## Heatmap Grid: Comparison of Hard Logic, NLU, and MLP Decision Boundaries
### Overview
A 2x3 grid of heatmaps comparing decision boundaries for:
1. Hard Logic gates (OR, AND)
2. NLU soft gates (Soft-OR, Soft-AND)
3. Dense+ReLU neural networks with different biases
Each heatmap uses x1 (0-1) and x2 (0-1) axes with color-coded decision intensity.
### Components/Axes
- **X-axis (x1)**: 0.0 to 1.0 in 0.2 increments
- **Y-axis (x2)**: 0.0 to 1.0 in 0.2 increments
- **Color scales**:
- Rightmost colorbar: 0.000 to 1.000 (decision intensity)
- Individual heatmap scales vary (see Detailed Analysis)
- **Legend**: Positioned right of all heatmaps, showing gradient from purple (low) to yellow (high)
### Detailed Analysis
1. **Hard Logic OR** (Top-left)
- Binary output: Purple (0) below diagonal, yellow (1) above
- Sharp transition at x1=0.5, x2=0.5
- Scale: 0-1 (binary)
2. **Hard Logic AND** (Top-right)
- Binary output: Purple (0) except top-right quadrant
- Yellow square at x1>0.5, x2>0.5
- Scale: 0-1 (binary)
3. **NLU Soft-OR** (Middle-left)
- Gradual transition from purple to yellow
- Beta=100 creates near-binary behavior
- Scale: 0.222-0.889
4. **NLU Soft-AND** (Middle-right)
- Complex boundary with multiple transition zones
- Beta=100 creates sharp but non-binary outputs
- Scale: 0.000-0.667
5. **Dense+ReLU (Bias=0.0)** (Bottom-left)

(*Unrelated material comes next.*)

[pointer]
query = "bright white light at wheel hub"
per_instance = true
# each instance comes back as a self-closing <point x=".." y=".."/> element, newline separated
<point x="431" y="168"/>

- Diagonal gradient from purple to yellow
- w=(0.5,0.5) creates linear decision boundary
- Scale: 0.000-1.000
6. **Dense+ReLU (Bias=-0.5)** (Bottom-right)
- Uniform purple output across all inputs
- w=(0.5,0.5) with negative bias suppresses activation
- Scale: 0.000-0.111
### Key Observations
1. **Binary vs Continuous Outputs**:
- Hard Logic gates show perfect binary separation
- NLU models introduce soft transitions
- ReLU networks demonstrate bias-dependent activation
2. **Boundary Complexity**:
- OR/AND gates have simple geometric boundaries
- Soft-OR/Soft-AND show more complex decision surfaces
- ReLU networks exhibit linear/non-linear separability
3. **Bias Impact**:
- Positive bias (0.0) enables full activation range
- Negative bias (-0.5) severely limits output variation
### Interpretation
This visualization demonstrates:
1. **Model Complexity Tradeoffs**:
- Hard Logic provides perfect separation but lacks nuance
- NLU models balance binary decisions with probabilistic outputs
- ReLU networks show how parameter choices affect decision boundaries
2. **Activation Function Behavior**:
- ReLU's bias parameter critically influences output distribution
- Negative bias can effectively "disable" certain regions of input space
3. **Practical Implications**:
- For strict binary classification, Hard Logic gates are optimal
- For probabilistic reasoning, NLU soft gates offer better generalization
- ReLU networks require careful parameter tuning for effective decision boundaries
The data suggests that model selection should consider both the nature of the decision boundary required and the tradeoff between binary certainty and probabilistic reasoning capabilities.